Por Lucas Barboza                                                                              @BarbozaLucaas

 

A intelectualidade no mundo parece estar em decadência, com o acesso da internet você perceberá o que quero dizer nesse texto. Jovens ditos críticos não sabem argumentar ou escrever direito, e os mais velhos ditos experientes parecem que não sabem o mínimo sobre a história.

De 2017 para cá, o termo fascismo e suas derivações passaram a fazer parte do vocabulário dos “críticos”, influenciar virou um jogo capitalista, quem engajar mais seus seguidores conseguirá mais “patrocinadores” e para chamar a atenção de possíveis seguidores o termo fascista é um dos mais adequados.

Imagine que você é um dos maiores políticos do país e está ocupando um cargo de grande responsabilidade, qualquer frase que você fala levará a uma enxurrada de críticas, tanto destrutivas quanto construtivas e, em muitos casos a oposição irá criar uma narrativa criminosa e usará termos como racista, fascista, xenófobo e misógino, por exemplo, e com isso imputando-lhe algo que com certeza você não é.

Agora vemos a seguinte definição do fascismo, “Fascismo é uma ideologia política ultranacionalista e autoritária caracterizada por poder ditatorial, repressão da oposição por via da força e forte arregimentação da sociedade e da economia”, me diga você, caro leitor, essa definição parece qual tipo das ideologias presentes na política? Claramente a esquerda.

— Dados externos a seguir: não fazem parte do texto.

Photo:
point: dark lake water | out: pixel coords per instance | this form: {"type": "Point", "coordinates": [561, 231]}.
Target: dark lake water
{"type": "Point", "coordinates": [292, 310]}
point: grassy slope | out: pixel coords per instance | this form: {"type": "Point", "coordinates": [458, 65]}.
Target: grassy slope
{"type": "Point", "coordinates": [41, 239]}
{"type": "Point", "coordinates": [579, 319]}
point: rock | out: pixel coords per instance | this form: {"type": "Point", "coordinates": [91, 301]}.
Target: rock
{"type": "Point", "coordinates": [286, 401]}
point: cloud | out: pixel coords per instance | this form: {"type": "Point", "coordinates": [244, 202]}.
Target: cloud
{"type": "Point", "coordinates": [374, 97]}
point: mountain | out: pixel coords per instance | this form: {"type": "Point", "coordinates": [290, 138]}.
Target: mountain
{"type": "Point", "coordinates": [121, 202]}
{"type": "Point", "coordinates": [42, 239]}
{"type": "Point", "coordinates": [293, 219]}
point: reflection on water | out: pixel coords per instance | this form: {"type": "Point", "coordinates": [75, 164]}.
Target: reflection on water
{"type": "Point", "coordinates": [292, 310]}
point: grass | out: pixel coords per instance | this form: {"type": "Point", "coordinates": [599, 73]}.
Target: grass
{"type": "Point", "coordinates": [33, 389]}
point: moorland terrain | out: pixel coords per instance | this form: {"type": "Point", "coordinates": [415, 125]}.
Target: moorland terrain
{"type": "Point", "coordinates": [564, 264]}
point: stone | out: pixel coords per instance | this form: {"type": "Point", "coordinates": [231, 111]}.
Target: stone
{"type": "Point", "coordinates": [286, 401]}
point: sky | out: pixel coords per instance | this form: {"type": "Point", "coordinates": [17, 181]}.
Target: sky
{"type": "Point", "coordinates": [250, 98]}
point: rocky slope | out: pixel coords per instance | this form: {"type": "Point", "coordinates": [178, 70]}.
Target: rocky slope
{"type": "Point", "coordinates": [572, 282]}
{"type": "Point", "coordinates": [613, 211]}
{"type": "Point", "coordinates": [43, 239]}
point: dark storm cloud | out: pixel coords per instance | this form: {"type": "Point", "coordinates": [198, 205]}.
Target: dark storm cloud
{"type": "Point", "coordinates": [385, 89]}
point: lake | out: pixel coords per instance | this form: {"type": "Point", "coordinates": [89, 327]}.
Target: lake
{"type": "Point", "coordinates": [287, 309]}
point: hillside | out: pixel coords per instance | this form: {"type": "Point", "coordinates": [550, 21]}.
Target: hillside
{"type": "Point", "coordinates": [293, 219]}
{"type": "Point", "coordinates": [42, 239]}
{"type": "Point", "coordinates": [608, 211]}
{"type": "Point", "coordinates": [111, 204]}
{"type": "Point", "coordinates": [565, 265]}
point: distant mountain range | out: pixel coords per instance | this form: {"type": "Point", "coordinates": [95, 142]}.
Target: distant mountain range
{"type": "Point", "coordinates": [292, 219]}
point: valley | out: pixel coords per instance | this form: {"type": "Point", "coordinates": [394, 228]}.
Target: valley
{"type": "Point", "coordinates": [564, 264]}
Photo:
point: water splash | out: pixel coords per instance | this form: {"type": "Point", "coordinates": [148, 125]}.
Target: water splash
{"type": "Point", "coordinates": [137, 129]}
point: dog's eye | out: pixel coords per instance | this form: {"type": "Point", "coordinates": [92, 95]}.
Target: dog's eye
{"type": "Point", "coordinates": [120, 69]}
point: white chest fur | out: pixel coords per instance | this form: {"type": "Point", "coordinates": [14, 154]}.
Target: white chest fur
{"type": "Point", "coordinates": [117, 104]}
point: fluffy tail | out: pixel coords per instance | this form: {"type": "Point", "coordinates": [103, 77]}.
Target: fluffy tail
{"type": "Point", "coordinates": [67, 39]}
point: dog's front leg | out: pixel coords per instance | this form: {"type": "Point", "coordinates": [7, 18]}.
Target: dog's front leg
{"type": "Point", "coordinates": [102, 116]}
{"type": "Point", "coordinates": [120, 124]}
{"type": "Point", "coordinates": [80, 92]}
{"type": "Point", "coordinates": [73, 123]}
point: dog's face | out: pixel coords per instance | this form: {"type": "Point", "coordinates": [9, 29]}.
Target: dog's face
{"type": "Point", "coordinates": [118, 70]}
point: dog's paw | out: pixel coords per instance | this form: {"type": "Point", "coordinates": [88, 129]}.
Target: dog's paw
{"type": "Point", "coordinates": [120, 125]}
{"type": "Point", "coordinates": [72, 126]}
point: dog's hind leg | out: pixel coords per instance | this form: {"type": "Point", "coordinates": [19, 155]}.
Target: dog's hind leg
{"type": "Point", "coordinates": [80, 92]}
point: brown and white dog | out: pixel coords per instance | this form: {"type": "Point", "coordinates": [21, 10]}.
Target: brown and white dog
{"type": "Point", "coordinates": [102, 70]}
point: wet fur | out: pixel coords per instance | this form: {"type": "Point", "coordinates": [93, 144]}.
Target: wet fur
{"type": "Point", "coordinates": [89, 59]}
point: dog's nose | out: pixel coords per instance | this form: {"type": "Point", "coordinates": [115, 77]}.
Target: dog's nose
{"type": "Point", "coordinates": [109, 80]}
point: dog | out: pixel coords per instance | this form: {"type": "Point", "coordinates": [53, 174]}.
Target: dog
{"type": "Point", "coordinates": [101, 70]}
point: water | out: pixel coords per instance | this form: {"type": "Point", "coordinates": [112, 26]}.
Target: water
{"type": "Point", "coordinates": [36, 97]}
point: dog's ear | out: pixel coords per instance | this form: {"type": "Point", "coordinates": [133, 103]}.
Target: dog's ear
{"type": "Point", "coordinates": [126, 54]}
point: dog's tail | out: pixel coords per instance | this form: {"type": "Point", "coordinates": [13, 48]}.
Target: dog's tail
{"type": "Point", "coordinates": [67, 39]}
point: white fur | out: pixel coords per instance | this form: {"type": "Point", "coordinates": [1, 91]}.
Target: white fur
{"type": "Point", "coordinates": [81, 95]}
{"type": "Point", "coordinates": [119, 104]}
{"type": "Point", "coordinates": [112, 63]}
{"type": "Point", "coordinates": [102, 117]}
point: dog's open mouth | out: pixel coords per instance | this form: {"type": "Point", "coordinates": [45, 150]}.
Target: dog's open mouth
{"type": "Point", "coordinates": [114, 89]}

Movimentos como os antifas e Black Live Matter nada mais são que os fascistas no século 21, quando querem impor a “sua verdade” e sua visão de mundo acaba por estar se assemelhando aos fascistas na Itália antes da Segunda Guerra Mundial. Em sua maioria os envolvidos nesse tipo de movimento são os jovens, os jovens que querem mudar o mundo mas não arrumam as próprias camas, os jovens que defendem igualdade entre todos mas se esquecem que é a liberdade de escolha torna as pessoas mais iguais do que as imposições por meio das leis; os mesmos jovens, se perguntados qual a definição de fascismo e um exemplo de fascista, logo irão responder: o governo de Jair Bolsonaro.

Para quem não sabe ou não se recorda, o lema fascista é “Tudo no Estado, nada fora do Estado, nada contra o Estado“; essa frase foi dita por Benito Mussolini em 1927, podemos reparar que o governo presente no Brasil hoje não quer nada para o Estado, e sim tudo fora do estado, quer um estado mínimo na vida de seus cidadãos, ao menos, o Brasil tem a população mais lúcida da América Latina. Alguns anarcocapitalistas podem argumentam que não temos liberdade o suficiente e pagamos muitos impostos – alias, únicos argumentos deles – mas se vermos bem, temos todas as liberdades possíveis, mas como diz o ditado “cada escolha uma renúncia”, se optarmos por um governo que vai contra as liberdades, logo estaremos a caminho de governos ditatoriais.

Sempre que um político dizer que o Estado gasta pouco em determinados setores, ou que faça parte de algum partido político de esquerda, saiba que as chances dele ser um fascista é grande, quem diz combater o fascismo só veste uma plumagem bonita porque no fundo ele não passa de um fascista.